The cold truth at the heart of success lies on an airplane floor
Losing their father: What the Roys had to say in the end of HBO’s fourth season had they learned from the show? The case of Brian Cox
The Emmy-winning HBO show kicked off, after all, with a media empire being thrown into chaos when its imperious leader fell ill, leaving his children and underlings to jockey over how to replace him, and to contemplate if anyone possibly could. The very title dealt with that scenario, while the intervening seasons have reinforced the sense that in terms of corporate savvy and grit, the apples can fall pretty far from the tree.
Brian Cox did a good job playing the mogul, and he made him seem very old but not infirm. In the final scene of the show, a moment of total and painful shock left his children stunned to weakly try to say goodbye, and then grapple with the implications of what his death would mean.
The kids went through a series of reactions, one of which was pragmatic. Not everyone can worry about how their father’s death will affect the financial markets and how their stock price will tank, costing them millions of dollars.
The Roys had broken with their father after competing against him for the acquisition of Pierce Global Media, adding to the uncomfortable scene as those scenes played out.
“We’re not estranged,” Kendall (Jeremy Strong) insisted, despite evidence to the contrary, while his sister Shiv (Sarah Snook) practically pleaded to her unconscious dad over the phone, “Don’t go, please, not now.”
Within the hour there was one note of semi-normalcy that came from a peculiar source: Elder brother and his bride-to-be Willa, who chose to go ahead with their wedding despite their plans to use the occasion as a ruse.
The Roy kids seemed to derive strength from each other, as evidenced by the fact that Roman said, “You’re not gonna be OK.”

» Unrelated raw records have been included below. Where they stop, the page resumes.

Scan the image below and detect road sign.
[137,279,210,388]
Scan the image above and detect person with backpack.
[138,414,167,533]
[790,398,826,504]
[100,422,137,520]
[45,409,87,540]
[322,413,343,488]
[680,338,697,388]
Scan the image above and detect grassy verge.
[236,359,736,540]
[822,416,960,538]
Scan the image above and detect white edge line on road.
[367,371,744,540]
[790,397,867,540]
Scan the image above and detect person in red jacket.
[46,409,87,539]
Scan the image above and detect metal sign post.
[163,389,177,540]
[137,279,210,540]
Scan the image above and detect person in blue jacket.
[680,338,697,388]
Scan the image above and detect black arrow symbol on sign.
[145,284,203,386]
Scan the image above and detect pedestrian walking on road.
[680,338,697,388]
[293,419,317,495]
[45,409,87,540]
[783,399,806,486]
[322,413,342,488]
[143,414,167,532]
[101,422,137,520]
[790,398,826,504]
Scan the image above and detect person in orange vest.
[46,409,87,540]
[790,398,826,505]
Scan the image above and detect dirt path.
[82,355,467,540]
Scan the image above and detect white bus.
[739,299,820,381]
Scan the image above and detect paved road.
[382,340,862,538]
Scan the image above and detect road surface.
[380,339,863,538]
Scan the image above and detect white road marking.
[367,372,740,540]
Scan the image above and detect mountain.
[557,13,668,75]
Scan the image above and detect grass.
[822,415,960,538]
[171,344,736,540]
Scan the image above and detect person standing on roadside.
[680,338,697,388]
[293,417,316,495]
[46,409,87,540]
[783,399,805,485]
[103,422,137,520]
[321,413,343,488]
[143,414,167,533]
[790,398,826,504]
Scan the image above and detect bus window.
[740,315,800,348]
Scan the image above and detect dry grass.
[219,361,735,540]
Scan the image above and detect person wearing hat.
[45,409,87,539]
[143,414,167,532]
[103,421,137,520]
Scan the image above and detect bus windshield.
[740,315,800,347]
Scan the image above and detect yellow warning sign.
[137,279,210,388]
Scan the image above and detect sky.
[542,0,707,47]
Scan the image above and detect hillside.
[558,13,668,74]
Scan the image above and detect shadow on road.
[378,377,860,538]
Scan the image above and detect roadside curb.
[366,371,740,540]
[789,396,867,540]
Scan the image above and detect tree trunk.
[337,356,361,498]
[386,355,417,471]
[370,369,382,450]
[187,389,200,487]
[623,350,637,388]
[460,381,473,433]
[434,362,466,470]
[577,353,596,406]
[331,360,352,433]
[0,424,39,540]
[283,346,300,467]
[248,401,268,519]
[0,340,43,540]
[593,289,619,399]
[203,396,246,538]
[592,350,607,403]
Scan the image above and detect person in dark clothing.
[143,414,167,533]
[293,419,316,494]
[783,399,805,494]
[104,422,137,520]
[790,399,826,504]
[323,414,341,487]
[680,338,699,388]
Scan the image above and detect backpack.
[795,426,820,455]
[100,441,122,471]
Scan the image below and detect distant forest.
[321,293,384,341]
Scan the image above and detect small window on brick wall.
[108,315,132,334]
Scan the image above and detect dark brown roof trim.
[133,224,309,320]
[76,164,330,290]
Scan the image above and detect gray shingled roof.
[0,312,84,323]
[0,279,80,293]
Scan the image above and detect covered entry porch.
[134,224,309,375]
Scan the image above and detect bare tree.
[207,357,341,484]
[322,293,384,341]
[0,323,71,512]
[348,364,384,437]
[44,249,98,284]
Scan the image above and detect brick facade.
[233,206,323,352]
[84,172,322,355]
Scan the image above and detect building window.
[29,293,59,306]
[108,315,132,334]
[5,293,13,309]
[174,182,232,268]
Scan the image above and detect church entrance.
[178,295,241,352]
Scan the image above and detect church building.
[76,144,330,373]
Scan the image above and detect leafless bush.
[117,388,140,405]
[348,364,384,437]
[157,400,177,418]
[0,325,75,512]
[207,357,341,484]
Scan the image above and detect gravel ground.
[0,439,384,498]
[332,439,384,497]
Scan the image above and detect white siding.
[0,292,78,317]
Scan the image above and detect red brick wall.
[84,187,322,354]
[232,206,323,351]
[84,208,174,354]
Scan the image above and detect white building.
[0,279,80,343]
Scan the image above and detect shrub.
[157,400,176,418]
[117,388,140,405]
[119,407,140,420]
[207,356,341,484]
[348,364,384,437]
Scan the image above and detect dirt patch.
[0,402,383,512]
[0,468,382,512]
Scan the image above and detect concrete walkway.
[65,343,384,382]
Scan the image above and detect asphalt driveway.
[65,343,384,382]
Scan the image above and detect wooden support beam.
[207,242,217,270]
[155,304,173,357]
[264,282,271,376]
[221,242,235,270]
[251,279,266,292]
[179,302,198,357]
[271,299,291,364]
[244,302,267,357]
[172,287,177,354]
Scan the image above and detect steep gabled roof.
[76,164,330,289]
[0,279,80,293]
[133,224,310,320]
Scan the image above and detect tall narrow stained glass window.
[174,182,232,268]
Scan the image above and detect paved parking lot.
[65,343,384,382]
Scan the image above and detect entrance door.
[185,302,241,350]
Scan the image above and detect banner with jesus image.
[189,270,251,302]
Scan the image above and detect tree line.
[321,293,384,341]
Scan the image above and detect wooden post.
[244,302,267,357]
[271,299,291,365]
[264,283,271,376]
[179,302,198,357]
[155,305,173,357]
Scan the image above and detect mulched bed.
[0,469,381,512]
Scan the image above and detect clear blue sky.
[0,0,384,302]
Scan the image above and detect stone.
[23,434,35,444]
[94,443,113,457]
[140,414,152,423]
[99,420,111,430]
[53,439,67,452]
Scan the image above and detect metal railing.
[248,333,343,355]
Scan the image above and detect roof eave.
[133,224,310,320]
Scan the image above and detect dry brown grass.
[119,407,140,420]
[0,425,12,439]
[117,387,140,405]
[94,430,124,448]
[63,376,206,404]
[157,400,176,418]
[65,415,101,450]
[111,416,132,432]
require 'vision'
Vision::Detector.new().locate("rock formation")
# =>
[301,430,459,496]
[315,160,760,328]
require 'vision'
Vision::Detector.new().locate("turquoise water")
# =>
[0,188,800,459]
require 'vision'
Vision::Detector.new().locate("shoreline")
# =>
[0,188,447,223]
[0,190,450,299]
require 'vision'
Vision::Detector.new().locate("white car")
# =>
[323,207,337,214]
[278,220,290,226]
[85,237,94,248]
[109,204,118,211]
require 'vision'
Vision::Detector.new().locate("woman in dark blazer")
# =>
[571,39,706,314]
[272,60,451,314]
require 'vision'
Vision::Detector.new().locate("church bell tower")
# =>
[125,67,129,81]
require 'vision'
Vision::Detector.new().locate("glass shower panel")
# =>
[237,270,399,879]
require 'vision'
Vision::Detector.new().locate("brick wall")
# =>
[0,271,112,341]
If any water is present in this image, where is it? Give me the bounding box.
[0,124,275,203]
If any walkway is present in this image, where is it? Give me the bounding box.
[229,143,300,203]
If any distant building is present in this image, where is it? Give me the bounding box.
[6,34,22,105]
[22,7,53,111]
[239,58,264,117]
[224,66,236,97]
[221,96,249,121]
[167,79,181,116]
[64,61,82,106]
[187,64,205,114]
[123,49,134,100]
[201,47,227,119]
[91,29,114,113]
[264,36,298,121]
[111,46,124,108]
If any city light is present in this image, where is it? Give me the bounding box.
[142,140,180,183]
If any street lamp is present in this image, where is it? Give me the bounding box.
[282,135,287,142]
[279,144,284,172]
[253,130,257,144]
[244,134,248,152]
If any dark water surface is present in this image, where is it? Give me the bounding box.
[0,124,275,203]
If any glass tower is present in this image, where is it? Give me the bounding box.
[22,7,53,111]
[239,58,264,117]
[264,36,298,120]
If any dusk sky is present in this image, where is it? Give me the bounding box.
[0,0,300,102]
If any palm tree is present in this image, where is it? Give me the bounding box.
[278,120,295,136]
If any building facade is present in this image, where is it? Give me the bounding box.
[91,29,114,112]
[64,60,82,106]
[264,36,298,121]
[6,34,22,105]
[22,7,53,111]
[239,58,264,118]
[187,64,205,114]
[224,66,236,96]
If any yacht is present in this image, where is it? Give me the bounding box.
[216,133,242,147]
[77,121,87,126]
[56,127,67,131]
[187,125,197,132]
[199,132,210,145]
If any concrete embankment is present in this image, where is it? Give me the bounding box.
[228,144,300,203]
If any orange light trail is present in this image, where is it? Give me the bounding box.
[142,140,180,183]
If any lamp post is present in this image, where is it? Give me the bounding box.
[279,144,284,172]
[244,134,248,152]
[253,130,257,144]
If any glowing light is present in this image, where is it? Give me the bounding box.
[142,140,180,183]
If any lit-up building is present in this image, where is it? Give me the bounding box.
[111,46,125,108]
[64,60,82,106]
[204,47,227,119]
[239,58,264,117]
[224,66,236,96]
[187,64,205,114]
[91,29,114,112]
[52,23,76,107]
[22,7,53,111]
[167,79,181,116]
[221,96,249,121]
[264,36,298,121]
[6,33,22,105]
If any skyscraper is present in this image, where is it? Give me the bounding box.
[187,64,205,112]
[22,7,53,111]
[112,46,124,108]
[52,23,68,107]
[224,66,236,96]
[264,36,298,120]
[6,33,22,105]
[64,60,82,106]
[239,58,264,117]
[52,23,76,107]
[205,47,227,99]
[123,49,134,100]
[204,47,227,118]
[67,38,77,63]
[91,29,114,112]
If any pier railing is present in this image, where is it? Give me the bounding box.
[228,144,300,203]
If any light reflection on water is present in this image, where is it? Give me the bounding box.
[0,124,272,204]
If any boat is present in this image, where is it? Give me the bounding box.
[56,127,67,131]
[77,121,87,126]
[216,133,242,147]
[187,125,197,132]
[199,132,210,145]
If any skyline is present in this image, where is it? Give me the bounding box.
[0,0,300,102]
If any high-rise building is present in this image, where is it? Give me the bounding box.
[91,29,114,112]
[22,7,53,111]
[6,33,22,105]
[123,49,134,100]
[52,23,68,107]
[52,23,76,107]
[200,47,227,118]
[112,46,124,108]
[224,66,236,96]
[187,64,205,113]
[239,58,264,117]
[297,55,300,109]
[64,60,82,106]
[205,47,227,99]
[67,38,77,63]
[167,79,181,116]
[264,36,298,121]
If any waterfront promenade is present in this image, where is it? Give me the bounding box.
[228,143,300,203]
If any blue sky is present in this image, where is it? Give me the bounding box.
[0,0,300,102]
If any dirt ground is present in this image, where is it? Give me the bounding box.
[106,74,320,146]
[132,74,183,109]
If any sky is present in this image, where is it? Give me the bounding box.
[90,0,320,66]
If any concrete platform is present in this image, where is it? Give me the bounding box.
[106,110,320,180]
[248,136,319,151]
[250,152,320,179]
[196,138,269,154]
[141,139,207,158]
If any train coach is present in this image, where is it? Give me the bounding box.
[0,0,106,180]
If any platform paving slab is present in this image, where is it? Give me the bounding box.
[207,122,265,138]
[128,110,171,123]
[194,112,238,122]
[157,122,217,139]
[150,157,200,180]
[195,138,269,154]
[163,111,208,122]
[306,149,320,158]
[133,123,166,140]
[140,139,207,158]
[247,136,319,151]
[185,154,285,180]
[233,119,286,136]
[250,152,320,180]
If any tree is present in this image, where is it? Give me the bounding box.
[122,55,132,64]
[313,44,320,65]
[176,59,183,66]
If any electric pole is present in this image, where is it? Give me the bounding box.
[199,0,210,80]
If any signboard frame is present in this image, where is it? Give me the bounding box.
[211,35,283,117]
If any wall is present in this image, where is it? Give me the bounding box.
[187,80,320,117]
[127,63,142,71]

Going Where The King Lives: The Case Of The Fate Of And The Remnants Of The Last Of The Cox Throat
In retrospect, this was the location of things to be headed, with what should happen when the king dies without a heir and what does happen after that.
Cox will be missed over the remaining hours. Yet in terms of setting up dramatic (and comedic) possibilities around the deal-making, scheming and family dynamics to come, the show is coming back to where it all started, in a way that appears destined to be more than OK.